The common law among environmentalists is that we can never, EVER, mention the dirty words “maybe we should just give that up.” No, we cannot question consumption. We can never, god forbid, question the mandate of constant economic growth, or the desire of people to own private jets. People will never subscribe to environmentalism if we’re so negative.

But Dumanoski’s call to action is not for us all to go around crying that the sky is falling. Rather, she simply suggests we be honest with ourselves, that we in fact must be honest with ourselves, if we hope to survive as a species. If we don’t prepare for climate change, how can we possibly face it? Wouldn’t the worst catastrophe be if climate change occurred, and very abruptly as scientists are predicting, and we all just stood there with a big “oh [insert four letter word here]” sketched on our faces?

She pointed out that the answers are in fact just in front of our faces. The planet organizes things in such a way as to be resilient to catastrophe. There are multiple species doing the same job, or similar, so that if one is killed off there are others to take their place. The college does this as an emergency planning measure- if one person is out, we are all required to have a second and third person trained to do our jobs so things don’t come to a grinding halt. Ecosystems are also modular- connected, somewhat, but not to the point where if one collapsed there would necessarily be a chain reaction wiping out all the others. But we in our global society are all very specialized- and all very connected- so that if oil reserves run out, for example, pretty much all of us are screwed. But that’s a topic I intend to write more about later.

During the Q&A the topic of hope came up- what is there to give us hope that we can face the momentous task of preparing for climate change, when we neither know when it’s going to occur or what form it’s going to take? Dumanoski responded that we can’t have hope unless it’s honest- unless we are willing to face the facts about what lies ahead, and realize that the “long summer” we’ve enjoyed will not and cannot last forever.
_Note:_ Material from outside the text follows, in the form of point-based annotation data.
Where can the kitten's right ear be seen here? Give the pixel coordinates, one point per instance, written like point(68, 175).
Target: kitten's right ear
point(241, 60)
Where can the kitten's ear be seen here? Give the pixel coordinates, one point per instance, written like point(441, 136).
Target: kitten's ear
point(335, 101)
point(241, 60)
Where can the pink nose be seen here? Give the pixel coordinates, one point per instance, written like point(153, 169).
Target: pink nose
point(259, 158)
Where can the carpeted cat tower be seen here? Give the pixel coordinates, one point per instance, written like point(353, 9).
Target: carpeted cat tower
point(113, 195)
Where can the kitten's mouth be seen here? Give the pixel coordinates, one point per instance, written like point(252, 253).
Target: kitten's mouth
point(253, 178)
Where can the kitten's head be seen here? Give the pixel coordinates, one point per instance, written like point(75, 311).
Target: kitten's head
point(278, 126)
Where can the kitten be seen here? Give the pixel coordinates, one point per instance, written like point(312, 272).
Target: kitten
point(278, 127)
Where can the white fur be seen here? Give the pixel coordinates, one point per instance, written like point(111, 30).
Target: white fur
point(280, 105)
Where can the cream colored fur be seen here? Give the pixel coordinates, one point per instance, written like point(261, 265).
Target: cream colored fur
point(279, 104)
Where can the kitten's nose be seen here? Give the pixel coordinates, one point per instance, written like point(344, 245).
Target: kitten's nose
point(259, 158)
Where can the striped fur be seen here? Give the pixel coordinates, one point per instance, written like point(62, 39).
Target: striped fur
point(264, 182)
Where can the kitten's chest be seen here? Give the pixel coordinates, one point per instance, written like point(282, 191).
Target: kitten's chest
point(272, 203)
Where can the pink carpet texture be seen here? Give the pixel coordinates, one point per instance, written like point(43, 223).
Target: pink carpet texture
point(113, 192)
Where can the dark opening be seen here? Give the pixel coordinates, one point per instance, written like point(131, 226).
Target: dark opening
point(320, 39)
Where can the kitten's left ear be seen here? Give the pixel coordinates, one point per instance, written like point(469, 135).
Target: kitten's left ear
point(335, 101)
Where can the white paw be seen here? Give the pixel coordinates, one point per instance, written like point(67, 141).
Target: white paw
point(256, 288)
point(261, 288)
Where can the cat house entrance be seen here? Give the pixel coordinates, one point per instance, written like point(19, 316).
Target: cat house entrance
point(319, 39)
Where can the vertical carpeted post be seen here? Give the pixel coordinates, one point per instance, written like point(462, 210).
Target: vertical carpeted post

She suggests large scale social reorganization as one of the only ways of becoming more adaptable to change- which is of course one of the things our society is most resistant to. She also pointed out that we’re currently educating for a future that doesn’t exist, and this is key. Even here at the college we’re still educating under the assumption that things will be more or less the same down the line when our students are facing the real world.

I think she’s partially right about the honesty- we absolutely have to be honest about what’s ahead. There is far too much unfounded optimism running around where “saving the environment” is concerned- and far too much despair. But I think we have something to be optimistic about. From what I’ve seen, when faced with the honest truth, most humans are able to step up to the challenge. When given a problem and asked to solve it, we have the creative capacity to find solutions- if only we are taught that we do have that capacity within ourselves, if only we are educated to approach problems with enthusiasm and an eye for the experimental, the untried path, the unconventional- and that it doesn’t take experts to save the planet for people, but people with the passion and dedication to be entirely honest with themselves and each other, and jump off that ledge into an unknown future armed with just their wits and one another.